The story is set during the reign of Yoshiteru Ashikaga, the 13th Shogun (general) of the Muromachi period. In the third year of Eiroku (1560 A.D.), Mitsuharu Yuki, the lord of Mogami-Fushikage Castle in Ohshu-Dewa, is violently killed in a plot devised by his minister, Shuzen Sakagami. A few years later, near Fushikage castle, a tsujigiri (murderer) terrorizes the people. The tsujigiri turns out to be Jutaro, Mitsuharu’s son, who is seeking revenge by killing Shuzen. Hotaru-bi, a ninja and the sister of Shuzen, attacks Jutaro but is interrupted by another ninja who call himself Kagemaru. Who is Kagemaru and what is his goal?

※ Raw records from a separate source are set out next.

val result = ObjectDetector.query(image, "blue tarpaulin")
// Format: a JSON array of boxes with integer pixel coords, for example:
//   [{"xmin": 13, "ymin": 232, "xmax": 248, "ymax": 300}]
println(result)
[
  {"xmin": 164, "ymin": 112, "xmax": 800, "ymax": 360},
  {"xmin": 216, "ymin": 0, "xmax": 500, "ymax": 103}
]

Nagisa Oshima was born in Kyoto on March 31, 1932. After graduating from the Law department of Kyoto University, he started work at Shochiku’s Ofuna Studio. In 1959, he debuted A Town of Love and Hope. The following year, Cruel Story of Youth won the Directors Guild of Japan’s New Directors Award. Since then, he has been regarded as one of the top directors of the Japanese Nouvelle Vague. After resigning from Shochiku when the distribution of Night and Fog in Japan was cancelled, he established an independent studio called So-Zo Sha and directed films including Violence at Noon, Sing a Song of Sex (A Treatise on Japanese Bawdy Songs), Death by Hanging, and The Ceremony. All of the films he made after 1968 were distributed internationally. In 1975, he founded Oshima Productions Ltd. In the Realm of the Senses, an international co-production between Japan and France, was acclaimed at Cannes and won several awards, including the Special Prize at the Chicago Film Festival and a BFI Award. In 1978, Nagisa Oshima won the Best Director Award at Cannes for Empire of Passion. He made another two internationally co-produced films: Merry Christmas, Mr. Lawrence (UK/Japan/New Zealand) and Max, Mon Amour (France/Japan). Despite suffering a cerebral hemorrhage, he finished Taboo in 1999. Oshima received the Ministry of Education Award and Medal with Purple Ribbon in 2000, as well as a Mainichi Art Award and L’Ordre des Arts et des Lettres (le grade de commandeur) in 2001. His wife is the actress Akiko Koyama. Oshima died from pneumonia on January 15, 2013.